# Powering cabs

Discussion in 'Amps and Cabs [BG]' started by Bluerskiesburnt, May 20, 2004.

1. ### Bluerskiesburnt

Mar 25, 2004
San Jose, Ca
would it be better to power a 400-watt cab at 8 ohms with a head at 8 ohms but only 150 watts of power, or the same cab but at 4 ohms with 300 watts?

2. ### Petebass

Dec 22, 2002
QLD Australia
It's actually not that different. I'll explain.

Lets start with option 1. Cab = 400w at 8ohms, and Head = 150W at 8 ohms. This will work fine. However 150 watts isn't very much, so you'll be tempted to run that amp so hard that it starts to distort (also called clipping). At this point the amp actually puts out more than it's rated 150 watts, but it's a dirty signal that can harm speakers. In this case it's not likely because even at 100% full clipping, the amp still won't put out 400w.

OK Option 2. Same cab, but an amp rated at 300w at 4 ohms.
This means the amp can haldle a 4 ohm minimum load, and at that level of resistance, it puts out 300w. You'll be running an 8 ohm load which will work fine, but at that level of resistance, that amp can't push the whole 300w. A 30% reduction is a quick rule of thumb when you double the impedance. So with an 8 ohm cab connected, tha amp puts out about 200W.

So what's the difference between 150w and 200w. Not much actually. To double your volume, you need to multiply your amp watts by 10. Doubling your watts gives an increase in volume of 3dB.

However Option 2 leaves you with a little more headroom.
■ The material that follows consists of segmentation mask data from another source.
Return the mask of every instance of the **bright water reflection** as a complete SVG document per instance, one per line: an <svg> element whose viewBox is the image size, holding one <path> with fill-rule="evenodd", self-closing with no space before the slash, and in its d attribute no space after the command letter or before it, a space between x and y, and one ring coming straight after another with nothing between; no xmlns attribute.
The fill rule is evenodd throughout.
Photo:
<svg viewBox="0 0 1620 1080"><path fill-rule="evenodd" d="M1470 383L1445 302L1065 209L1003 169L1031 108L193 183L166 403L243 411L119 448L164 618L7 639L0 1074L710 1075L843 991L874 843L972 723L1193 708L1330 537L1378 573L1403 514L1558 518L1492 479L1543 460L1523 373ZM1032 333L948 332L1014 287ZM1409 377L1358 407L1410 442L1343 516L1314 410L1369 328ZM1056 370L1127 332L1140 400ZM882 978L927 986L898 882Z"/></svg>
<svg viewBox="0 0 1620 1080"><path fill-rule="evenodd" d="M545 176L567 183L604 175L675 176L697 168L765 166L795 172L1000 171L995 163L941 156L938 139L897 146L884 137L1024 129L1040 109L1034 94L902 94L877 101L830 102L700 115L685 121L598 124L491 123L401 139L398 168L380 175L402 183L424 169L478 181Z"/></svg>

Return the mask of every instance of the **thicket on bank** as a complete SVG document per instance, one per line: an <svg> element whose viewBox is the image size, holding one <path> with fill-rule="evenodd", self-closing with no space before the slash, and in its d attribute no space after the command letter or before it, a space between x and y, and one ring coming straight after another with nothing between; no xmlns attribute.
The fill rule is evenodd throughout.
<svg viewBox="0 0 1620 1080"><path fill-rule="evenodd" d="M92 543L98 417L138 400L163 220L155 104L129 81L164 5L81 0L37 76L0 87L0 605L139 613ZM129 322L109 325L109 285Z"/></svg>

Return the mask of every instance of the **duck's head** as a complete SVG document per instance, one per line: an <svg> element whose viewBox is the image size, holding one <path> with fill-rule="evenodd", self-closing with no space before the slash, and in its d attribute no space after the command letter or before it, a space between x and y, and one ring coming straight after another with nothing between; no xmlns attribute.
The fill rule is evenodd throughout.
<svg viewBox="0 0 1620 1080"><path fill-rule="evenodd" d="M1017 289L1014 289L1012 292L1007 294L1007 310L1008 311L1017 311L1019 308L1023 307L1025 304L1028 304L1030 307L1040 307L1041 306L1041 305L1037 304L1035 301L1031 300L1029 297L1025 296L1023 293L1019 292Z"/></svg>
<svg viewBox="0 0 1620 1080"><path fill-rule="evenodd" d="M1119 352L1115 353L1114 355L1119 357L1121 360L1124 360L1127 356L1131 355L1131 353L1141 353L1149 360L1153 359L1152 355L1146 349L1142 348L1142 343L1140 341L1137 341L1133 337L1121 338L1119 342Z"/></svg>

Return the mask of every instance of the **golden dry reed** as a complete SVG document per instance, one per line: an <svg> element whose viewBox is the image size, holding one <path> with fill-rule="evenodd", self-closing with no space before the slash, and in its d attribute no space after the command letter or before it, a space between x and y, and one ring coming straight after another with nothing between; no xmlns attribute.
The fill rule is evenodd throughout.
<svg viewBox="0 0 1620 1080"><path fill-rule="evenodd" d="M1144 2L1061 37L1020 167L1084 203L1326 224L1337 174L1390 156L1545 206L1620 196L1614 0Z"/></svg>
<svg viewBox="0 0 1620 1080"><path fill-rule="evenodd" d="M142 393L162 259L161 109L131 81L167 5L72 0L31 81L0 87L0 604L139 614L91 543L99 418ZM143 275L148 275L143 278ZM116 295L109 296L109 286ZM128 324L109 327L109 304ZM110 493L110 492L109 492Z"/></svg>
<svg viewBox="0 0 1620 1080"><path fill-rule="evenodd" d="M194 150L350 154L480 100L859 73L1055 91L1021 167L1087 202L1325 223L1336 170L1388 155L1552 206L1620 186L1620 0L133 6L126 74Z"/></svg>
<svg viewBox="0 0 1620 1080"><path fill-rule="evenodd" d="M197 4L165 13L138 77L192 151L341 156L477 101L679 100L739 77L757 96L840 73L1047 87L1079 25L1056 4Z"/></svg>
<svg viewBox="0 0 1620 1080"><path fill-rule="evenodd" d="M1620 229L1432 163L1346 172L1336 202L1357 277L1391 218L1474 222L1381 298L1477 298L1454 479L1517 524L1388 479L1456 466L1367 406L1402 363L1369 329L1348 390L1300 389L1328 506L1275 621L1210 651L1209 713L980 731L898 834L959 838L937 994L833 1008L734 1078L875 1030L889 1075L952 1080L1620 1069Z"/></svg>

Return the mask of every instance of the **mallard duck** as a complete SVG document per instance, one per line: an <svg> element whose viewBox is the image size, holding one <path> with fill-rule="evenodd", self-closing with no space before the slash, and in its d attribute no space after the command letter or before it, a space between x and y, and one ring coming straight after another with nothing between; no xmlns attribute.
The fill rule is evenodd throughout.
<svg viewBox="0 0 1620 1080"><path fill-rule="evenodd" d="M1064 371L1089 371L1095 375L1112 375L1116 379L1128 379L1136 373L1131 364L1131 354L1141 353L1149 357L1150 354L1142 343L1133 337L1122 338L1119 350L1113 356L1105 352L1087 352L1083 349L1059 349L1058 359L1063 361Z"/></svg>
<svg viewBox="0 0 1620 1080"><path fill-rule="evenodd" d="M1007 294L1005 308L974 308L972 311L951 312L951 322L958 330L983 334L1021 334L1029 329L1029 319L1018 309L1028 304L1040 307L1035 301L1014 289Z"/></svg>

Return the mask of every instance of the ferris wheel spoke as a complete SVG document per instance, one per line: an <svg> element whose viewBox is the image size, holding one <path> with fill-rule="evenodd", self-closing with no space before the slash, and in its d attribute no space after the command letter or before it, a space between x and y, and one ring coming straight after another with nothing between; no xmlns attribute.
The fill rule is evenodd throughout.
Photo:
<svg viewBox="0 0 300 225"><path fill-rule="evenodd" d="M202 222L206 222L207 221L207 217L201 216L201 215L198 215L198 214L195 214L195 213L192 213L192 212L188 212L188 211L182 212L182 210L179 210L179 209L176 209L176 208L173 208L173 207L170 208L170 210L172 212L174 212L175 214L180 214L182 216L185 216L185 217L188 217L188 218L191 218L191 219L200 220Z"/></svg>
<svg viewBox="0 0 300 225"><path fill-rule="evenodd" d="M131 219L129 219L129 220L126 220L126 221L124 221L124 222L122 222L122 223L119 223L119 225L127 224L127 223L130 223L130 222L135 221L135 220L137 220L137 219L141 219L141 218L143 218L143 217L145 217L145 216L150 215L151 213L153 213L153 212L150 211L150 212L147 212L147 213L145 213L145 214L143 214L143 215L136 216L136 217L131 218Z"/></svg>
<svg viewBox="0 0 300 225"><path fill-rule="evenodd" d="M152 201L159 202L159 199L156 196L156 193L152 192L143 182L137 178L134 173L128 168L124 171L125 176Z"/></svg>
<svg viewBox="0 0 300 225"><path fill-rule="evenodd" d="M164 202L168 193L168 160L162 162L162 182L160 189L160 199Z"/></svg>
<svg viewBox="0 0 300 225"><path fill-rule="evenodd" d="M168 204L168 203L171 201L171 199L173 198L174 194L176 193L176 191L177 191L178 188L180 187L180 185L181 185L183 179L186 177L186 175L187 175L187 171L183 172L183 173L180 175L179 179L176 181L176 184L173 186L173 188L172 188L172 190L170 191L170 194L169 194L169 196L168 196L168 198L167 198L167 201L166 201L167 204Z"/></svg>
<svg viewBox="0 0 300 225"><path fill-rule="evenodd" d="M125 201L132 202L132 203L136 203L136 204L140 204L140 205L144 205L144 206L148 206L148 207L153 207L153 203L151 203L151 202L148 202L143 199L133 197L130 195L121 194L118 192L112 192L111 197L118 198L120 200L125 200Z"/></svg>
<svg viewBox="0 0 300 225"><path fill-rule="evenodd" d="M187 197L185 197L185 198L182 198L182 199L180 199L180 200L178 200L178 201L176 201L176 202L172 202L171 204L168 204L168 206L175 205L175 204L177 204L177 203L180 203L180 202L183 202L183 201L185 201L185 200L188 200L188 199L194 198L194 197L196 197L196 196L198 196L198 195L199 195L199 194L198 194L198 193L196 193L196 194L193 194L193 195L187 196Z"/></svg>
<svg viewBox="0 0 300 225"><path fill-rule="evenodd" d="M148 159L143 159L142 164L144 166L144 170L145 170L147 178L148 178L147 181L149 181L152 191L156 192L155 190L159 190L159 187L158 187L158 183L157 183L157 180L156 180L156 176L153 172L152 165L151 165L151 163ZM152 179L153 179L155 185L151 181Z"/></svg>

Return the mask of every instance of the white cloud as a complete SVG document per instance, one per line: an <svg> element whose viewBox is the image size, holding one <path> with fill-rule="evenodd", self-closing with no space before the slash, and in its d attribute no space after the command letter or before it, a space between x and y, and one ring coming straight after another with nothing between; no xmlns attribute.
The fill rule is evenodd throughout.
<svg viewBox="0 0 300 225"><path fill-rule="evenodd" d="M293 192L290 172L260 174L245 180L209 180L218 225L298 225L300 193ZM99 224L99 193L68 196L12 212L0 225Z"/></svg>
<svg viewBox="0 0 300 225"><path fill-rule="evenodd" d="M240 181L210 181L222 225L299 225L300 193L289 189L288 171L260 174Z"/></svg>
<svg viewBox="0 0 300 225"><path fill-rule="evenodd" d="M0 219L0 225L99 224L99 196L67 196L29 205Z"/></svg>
It also allows you to extend your rig later on by adding a second cabinet. Provided the second cab is also 8 ohms, the 2 cabs will combine to give a 4 ohm load, so now you're getting the full 300w from the amp. Not only that, you also get an increase in dB because the 2 speakers will couple and help each other out.

3. ### Joris

Petebass, I second that fully. Excellent advice!!